M. Gérard Longuet. … et du Gouvernement. Mais je vous rappelle tout de même que c’est précisément dans cette enceinte qu’a été décidé le remplacement de la taxe professionnelle par la contribution économique territoriale ! (Exclamations sur les travées du groupe socialiste.)

M. Gérard Longuet. Le texte issu de nos travaux n’est tout de même pas strictement identique à celui que Mme Lagarde, avec tout le respect que nous avons pour elle, nous avait présenté en septembre dernier.

De la même façon, pour ce qui concerne la réforme des collectivités territoriales, nous devrons réfléchir et apporter des réponses qui dépendront, pour certaines, du texte portant sur les compétences, en évitant le risque de tutelle et en prévoyant une certaine souplesse. (Marques d’ironies sur les travées du groupe socialiste.) Chacun doit simplement prendre sa part de responsabilité. Mais je n’aborderai pas cette question au fond en cet instant, me contentant d’évoquer la parité.

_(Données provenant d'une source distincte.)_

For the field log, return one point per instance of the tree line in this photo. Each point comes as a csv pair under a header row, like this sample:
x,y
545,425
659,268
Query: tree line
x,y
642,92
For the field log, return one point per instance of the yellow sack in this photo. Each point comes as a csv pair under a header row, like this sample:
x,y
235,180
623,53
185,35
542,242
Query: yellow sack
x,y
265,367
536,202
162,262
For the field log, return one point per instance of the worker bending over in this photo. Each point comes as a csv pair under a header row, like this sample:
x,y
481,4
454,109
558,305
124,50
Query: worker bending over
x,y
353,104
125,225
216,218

Naturellement, nous sommes attachés à la parité (Exclamations sur les travées du groupe socialiste.), et M. Marleix a d’ailleurs annoncé une avancée pour les petites communes à partir de 500 habitants.

Pour avoir été président de région pendant douze ans, je sais que nous devrons œuvrer en faveur de la parité dans les assemblées territoriales que seront les assemblées des départements et des régions. En la matière, on peut apporter des réponses.

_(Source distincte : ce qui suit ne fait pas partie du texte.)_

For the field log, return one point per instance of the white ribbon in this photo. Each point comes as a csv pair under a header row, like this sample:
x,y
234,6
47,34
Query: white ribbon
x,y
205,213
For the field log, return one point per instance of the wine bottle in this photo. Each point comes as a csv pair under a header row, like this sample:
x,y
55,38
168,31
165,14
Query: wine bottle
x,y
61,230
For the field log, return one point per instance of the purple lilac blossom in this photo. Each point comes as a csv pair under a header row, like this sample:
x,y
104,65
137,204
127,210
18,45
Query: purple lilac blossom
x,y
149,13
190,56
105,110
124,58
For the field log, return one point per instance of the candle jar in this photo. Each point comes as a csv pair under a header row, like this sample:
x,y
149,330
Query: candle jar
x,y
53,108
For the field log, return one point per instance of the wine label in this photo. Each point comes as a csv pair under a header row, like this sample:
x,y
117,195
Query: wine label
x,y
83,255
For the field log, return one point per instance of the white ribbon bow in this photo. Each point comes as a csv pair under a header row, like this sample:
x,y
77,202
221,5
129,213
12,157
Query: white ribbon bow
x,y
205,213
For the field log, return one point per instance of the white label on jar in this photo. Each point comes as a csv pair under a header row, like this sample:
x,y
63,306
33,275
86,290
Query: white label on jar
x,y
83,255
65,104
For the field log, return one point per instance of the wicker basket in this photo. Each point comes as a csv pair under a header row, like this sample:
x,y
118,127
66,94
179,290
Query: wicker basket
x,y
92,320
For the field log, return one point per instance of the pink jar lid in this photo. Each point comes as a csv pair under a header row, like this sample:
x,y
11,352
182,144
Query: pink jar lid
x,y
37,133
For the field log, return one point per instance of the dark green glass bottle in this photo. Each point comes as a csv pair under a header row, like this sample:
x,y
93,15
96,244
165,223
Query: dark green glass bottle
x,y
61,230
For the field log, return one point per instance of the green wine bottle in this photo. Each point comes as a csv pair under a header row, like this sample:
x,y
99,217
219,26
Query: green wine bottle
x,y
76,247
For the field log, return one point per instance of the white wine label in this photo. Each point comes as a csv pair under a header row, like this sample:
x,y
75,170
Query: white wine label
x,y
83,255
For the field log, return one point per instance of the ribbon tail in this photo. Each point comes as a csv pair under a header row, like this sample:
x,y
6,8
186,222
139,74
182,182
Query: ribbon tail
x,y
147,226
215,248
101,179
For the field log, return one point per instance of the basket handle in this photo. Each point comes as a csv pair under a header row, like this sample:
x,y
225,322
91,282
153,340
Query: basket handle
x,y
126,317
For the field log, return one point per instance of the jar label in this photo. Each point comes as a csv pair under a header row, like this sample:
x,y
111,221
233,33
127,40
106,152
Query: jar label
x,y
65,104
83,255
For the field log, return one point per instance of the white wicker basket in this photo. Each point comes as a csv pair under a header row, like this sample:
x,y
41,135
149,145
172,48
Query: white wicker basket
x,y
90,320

Faudra-t-il faire évoluer le mode de scrutin ? Sans doute.

M. Gérard Longuet. Faudra-t-il innover ? Assurément.

Certains d’entre nous préconisent, par exemple, de sanctionner la parité dans un scrutin uninominal. Mais nous l’avons constaté lors des élections législatives, une sanction financière n’apporte pas grand-chose.

À l’instar de ce que suggère mon éminent collègue de l'Assemblée nationale Jean-François Copé pour les conseils d’administration des sociétés du CAC 40, rien ne nous interdit de prévoir dans la loi que les exécutifs devraient réserver un certain nombre de places à des femmes. Après tout, pourquoi pas ? C’est une hypothèse, qui pourra être évoquée durant le débat.

M. Gérard Longuet. Le débat durera non pas quelques semaines, mais plusieurs mois, car nous devons reconstruire ensemble le système des collectivités locales.

Aujourd'hui, nous proposons simplement que tout soit prêt pour le rendez-vous de 2014. En cet instant, rien n’est définitivement vissé parce que l’exécutif respecte le Parlement, notamment la compétence du Sénat, première assemblée à être consultée sur ce sujet.

Il est tout à fait vraisemblable que nous trouverons ensemble – ou la majorité seule ! – les solutions de bon sens que réclame notre pays aux questions que vous avez posées. (Bravo ! et vifs applaudissements sur les travées de lUMP et de lUnion centriste.)